Pubdate: Sat, 09 Apr 2016
Source: Calgary Herald (CN AB)
Copyright: 2016 Postmedia Network
Author: Bill Kaufmann
Page: A3


Police say most tips from public now lead to pot grown for medicinal

Police in Alberta last year smoked out 125 per cent fewer marijuana
grow ops than they did in 2012, with most of the pot gardens now
detected being legal ones.

They also seized 13,067 pot plants province-wide last year, a whopping
234 per cent decrease from the 43,606 confiscated in 2012, said the
Alberta Law Enforcement Response Teams, also known as ALERT.

The vast majority of cannabis plants seized last year - about 86 per
cent - were from south of Red Deer.

While those numbers are dramatic enough, the majority of public tips
to police now lead to medicinal marijuana gardens, reflecting the
increasingly murky, fluid nature of the war on cannabis, said Staff
Sgt. Keith Hurley.

"We're seeing more permitted grows than unpermitted grows, the number
of illegal ones are drastically below the permitted operations," said
Hurley, a Calgary Police Service officer in charge of ALERT's southern
Alberta green team.

Many of the legal operations backed by medicinal permits are unsafe
for electrical or mould reasons, said Hurley, who also suspects
they're often fronts for illegal, commercial harvesting.

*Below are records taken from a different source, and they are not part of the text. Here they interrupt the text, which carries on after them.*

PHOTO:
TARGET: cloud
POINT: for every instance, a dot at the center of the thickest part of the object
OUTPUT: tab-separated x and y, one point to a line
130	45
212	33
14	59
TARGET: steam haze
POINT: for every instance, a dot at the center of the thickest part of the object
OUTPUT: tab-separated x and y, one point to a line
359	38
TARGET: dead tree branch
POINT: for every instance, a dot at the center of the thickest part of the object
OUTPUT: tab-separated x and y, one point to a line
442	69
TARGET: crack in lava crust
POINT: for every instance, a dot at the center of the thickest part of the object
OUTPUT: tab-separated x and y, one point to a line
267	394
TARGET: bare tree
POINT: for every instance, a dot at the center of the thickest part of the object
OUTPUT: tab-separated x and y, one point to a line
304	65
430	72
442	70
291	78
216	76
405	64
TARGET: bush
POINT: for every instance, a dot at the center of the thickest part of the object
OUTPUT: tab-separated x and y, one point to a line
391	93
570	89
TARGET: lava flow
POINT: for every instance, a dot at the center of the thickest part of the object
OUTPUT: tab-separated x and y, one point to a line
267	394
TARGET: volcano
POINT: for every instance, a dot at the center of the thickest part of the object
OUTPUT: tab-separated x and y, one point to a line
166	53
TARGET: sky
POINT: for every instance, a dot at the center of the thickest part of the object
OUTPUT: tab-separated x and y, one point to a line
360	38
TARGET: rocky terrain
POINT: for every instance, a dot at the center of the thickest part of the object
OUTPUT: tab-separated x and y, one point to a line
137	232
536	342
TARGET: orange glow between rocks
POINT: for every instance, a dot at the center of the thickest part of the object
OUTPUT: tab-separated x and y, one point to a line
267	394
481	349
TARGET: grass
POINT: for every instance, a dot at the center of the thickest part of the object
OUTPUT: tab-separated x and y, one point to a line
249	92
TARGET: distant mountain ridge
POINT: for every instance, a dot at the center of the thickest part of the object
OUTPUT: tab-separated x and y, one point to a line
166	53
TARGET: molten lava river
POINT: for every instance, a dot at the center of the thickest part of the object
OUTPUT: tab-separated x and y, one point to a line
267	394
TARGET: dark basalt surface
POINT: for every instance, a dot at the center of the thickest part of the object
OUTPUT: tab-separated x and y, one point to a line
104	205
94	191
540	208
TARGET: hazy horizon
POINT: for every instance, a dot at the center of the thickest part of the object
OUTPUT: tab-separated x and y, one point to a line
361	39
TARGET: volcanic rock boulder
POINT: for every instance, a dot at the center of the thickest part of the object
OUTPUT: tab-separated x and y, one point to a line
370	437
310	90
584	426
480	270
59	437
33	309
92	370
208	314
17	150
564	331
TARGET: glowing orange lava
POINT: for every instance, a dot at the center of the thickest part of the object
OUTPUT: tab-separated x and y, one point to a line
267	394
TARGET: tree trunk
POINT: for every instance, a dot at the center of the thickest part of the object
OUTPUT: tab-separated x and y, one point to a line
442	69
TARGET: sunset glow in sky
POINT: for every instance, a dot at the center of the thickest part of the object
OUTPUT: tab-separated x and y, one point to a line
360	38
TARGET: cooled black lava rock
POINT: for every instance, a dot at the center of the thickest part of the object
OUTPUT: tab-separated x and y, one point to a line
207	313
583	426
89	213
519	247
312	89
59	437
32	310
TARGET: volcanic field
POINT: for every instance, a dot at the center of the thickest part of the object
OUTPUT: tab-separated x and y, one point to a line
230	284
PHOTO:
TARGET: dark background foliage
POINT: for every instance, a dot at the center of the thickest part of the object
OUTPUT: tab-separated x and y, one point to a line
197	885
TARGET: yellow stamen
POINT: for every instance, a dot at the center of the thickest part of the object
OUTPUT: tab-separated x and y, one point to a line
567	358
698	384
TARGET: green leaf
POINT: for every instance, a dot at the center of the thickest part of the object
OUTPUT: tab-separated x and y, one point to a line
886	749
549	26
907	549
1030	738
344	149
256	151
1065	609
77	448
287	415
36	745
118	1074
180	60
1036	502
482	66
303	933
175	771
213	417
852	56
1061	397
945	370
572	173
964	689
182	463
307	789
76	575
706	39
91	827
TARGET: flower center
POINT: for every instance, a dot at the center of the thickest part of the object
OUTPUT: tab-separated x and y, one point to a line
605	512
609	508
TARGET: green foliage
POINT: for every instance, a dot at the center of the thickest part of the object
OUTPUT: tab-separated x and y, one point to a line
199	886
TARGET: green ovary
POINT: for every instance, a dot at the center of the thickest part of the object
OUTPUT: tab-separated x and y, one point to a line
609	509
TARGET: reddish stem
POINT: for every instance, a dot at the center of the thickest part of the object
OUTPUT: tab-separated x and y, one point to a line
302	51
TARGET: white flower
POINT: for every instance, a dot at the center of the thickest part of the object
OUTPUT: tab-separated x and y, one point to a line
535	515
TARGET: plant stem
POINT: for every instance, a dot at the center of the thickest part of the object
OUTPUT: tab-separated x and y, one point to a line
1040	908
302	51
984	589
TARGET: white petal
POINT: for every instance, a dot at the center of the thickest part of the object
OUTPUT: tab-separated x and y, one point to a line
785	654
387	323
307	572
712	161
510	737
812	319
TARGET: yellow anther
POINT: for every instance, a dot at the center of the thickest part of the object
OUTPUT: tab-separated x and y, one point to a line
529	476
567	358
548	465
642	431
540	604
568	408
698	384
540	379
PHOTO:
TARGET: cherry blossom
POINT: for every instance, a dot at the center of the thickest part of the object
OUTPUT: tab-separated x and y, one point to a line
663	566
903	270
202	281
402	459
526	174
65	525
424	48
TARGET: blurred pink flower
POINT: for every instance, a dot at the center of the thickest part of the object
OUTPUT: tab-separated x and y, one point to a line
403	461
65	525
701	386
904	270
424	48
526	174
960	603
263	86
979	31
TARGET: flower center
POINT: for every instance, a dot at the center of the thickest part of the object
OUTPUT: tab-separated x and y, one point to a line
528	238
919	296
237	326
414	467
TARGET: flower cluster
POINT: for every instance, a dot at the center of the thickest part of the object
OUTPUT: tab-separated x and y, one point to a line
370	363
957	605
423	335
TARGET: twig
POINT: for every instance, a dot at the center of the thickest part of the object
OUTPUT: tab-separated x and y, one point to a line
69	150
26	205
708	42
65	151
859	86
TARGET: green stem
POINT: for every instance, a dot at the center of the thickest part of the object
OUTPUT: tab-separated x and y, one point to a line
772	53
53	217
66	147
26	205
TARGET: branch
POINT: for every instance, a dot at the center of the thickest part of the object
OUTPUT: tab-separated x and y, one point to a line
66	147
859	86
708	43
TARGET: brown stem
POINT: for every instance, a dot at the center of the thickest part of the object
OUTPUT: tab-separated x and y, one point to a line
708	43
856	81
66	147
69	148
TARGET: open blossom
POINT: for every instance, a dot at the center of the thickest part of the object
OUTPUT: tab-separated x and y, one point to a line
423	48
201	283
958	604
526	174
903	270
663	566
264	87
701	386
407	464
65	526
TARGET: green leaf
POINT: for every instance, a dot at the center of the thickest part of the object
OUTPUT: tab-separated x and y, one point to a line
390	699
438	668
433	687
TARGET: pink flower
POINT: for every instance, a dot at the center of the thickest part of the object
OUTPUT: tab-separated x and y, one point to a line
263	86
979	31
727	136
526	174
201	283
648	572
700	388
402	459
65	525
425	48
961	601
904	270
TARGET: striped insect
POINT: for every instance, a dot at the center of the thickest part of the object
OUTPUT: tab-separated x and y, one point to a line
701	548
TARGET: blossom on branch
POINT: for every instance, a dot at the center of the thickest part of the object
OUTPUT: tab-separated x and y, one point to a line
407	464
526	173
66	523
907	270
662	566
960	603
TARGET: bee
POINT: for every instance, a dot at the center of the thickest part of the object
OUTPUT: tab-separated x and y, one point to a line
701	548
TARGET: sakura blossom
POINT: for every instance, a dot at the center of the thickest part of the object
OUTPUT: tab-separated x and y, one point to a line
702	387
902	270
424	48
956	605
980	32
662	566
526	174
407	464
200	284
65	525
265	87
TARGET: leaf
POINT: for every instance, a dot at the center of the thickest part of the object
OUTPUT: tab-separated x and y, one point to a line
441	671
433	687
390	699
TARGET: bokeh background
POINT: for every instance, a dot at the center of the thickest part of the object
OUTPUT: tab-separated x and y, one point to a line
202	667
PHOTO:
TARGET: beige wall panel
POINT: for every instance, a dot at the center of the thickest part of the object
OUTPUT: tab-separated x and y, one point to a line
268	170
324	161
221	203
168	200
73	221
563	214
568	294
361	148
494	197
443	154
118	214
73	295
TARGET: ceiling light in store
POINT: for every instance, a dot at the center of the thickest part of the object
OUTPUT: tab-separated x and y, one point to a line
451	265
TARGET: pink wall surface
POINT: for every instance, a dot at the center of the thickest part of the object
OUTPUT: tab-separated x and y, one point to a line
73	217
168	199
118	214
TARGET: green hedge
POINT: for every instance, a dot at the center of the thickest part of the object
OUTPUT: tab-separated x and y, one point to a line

But because of their legal documentation, there's little he can do,
including take measures to comfort concerned neighbours, he said.

"Imagine how frustrating it is for us to tell people our hands are
tied; there's not much we can do," he said, adding much of his concern
over cannabis is now confined to growing safety.

He said large numbers of plants being grown at a single location with
multiple permits, and the widespread use of prescriptions from the
same physician, lead police to believe many of the officially legal
grow ops are covers for criminal activity.

"It's strange when we find a permit grow; they've still cleaned out
the whole house," said Hurley. "Why would they do that if there's
nothing to hide? "It's definitely suspect." During U.S. Prohibition in
the early 20th century, medical prescriptions were widely used to
procure recreational booze.

Grow-op search warrants executed by ALERT, which says it conducts
about 95 per cent of that activity in the province, dropped to 60 last
year from 105 in 2012.

He acknowledged his unit's work against marijuana is carried out
against a backdrop of spreading legalization in the U.S., a vow by
Ottawa to follow suit, increasing medicinal use and a growing
tolerance for the drug across the continent.

Hurley wouldn't dispute suggestions the war on drugs is a losing one,
but insisted his officers' efforts haven't waned.

"If it's the law, then the enforcement resources will be there, until
such time that changes," he said.

"Do I have a vested interest? I didn't make the regulations."

But he said his six-to seven-officer unit hasn't received increased
resources in recent years.

Earlier this year, Ottawa's law banning medicinal pot users from
growing their own cannabis was struck down in the courts, which gave
the federal government six months to craft new legislation.

Hurley said that move will likely complicate his work even more, but
added he doubts full legalization will come to Canada soon.

"I can see some kind of decriminalization ... it'd really be nice just
to have some clarification on the issue," he said.